Eén voor één werd ons door de officieren gevraagd wat ons beroep was. Ik bemerkte al gauw dat het de bedoeling was om zoveel mogelijk van ons door te sturen naar Westerbork. Was men bij de schoonmaakdienst of de luchtbescherming, dan moest je in de rij gaan staan voor deportatie. Voor de vrouwen was het beroep van naaister ook niet voldoende voor vrijstelling, dus zag het er voor mijn vrouw niet best uit. Ik stond achter Jacobson en deze werd vrijgesteld omdat hij kok was. Toen het mijn beurt was, zei ik brutaalweg dat ik ook kok was en het lukt nog ook. Ik mocht bij de vrijgestelden staan. Dit deed ik echter niet. Alsof het de gewoonste zaak van de wereld was, liep ik naar mijn vrouw, pakte haar bij de hand en leidde haar zo mee naar de vrijgestelde rij. Dit alles moet zo snel gegaan zijn dat het de duitsers niet was opgevallen. De meesten werden weggevoerd en het afscheid nemen van de vrouwen, of de mannen die weg moesten was vreselijk om aan te zien. Ook Jacobson moest zijn vrouw en drie kinderen laten gaan. Ik behoorde met nog een echtpaar tot de uitzonderingen die zich als paar vrij konden maken. We zouden met een auto van de Joodse Raad weggebracht worden naar het gebouw van de Joodse Invalide. Dit gebouw lag enige honderden meters van het ziekenhuis.

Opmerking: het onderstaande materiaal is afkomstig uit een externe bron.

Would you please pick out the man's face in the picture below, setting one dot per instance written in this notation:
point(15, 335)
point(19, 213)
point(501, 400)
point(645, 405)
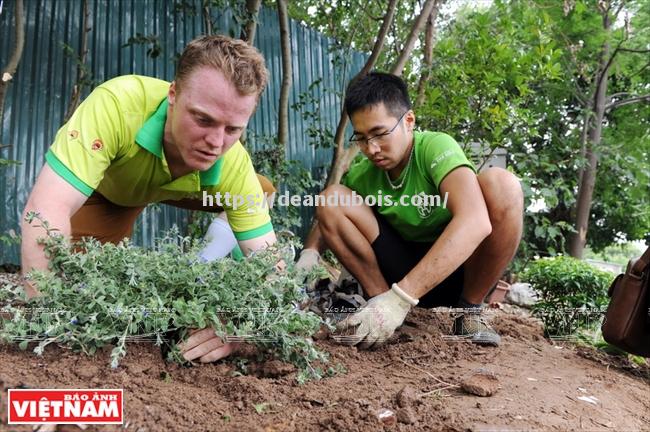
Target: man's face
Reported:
point(390, 147)
point(207, 116)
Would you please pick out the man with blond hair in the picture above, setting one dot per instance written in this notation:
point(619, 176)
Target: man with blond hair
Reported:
point(138, 140)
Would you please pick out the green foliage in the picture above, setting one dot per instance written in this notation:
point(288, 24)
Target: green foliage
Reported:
point(8, 238)
point(572, 293)
point(152, 40)
point(309, 106)
point(85, 76)
point(110, 294)
point(517, 76)
point(286, 175)
point(618, 254)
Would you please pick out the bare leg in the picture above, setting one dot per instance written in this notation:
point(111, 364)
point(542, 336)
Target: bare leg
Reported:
point(504, 200)
point(349, 231)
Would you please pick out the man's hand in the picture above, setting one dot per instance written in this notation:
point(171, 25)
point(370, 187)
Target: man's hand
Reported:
point(205, 346)
point(377, 320)
point(309, 258)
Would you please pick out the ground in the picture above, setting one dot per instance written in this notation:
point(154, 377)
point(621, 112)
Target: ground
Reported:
point(542, 385)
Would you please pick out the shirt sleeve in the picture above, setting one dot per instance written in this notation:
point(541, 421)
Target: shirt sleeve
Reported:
point(85, 146)
point(248, 212)
point(442, 155)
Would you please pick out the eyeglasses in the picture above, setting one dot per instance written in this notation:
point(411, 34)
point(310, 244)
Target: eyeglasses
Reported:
point(362, 141)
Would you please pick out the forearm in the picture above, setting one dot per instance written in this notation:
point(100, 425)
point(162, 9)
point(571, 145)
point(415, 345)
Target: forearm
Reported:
point(315, 240)
point(454, 246)
point(33, 254)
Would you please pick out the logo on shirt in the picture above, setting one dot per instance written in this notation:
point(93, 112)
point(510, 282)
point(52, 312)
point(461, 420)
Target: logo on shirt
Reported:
point(444, 155)
point(424, 206)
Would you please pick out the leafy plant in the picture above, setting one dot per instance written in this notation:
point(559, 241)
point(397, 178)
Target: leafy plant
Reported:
point(572, 292)
point(98, 294)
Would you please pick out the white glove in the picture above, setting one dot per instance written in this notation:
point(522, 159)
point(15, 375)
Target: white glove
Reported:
point(219, 239)
point(309, 258)
point(377, 320)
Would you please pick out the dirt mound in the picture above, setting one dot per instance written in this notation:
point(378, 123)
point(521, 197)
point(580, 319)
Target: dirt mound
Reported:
point(410, 383)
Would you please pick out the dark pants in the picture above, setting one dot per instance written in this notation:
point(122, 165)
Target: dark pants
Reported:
point(397, 257)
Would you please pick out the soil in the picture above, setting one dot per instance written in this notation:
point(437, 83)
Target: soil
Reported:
point(414, 382)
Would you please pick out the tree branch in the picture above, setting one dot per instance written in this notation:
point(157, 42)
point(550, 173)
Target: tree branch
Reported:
point(413, 37)
point(81, 65)
point(336, 170)
point(9, 71)
point(429, 41)
point(638, 51)
point(628, 101)
point(248, 32)
point(285, 42)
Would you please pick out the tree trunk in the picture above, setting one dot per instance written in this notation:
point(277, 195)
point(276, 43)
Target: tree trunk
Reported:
point(285, 42)
point(429, 42)
point(249, 30)
point(337, 168)
point(9, 71)
point(342, 163)
point(206, 13)
point(81, 70)
point(413, 36)
point(578, 239)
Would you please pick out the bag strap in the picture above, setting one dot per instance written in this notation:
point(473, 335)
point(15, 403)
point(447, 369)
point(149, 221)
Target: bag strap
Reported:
point(641, 264)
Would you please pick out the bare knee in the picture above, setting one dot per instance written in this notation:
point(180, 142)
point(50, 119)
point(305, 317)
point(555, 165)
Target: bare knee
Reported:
point(503, 194)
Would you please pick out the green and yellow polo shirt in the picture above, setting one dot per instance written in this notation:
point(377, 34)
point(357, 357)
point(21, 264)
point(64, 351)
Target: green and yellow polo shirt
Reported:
point(113, 144)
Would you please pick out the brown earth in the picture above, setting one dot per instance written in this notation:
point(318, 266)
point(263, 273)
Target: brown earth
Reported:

Maar eerst werden we door leden van de Joodse Raad geregistreerd. Voor ons werd dit gedaan door een vertegenwoordiger van mijn oude werkkring (de textielgroothandel ILFRA Flesseman), de heer Valencia.
Heel snel werden we door hem in een auto geplaatst en kregen we onze persoonsbewijzen terug. We werden direct naar het gebouw van de Joodse Invalide gebracht. En zo was er weer een wonder voor ons gebeurd die dag. Het was soms niet te geloven, terwijl men zoveel duizenden zag wegvoeren, dat men toch de kans kreeg zich daarvan te onttrekken.
Selectie!
Op de Polderweg werden we na enige uren gewacht te hebben ‘geselecteerd’.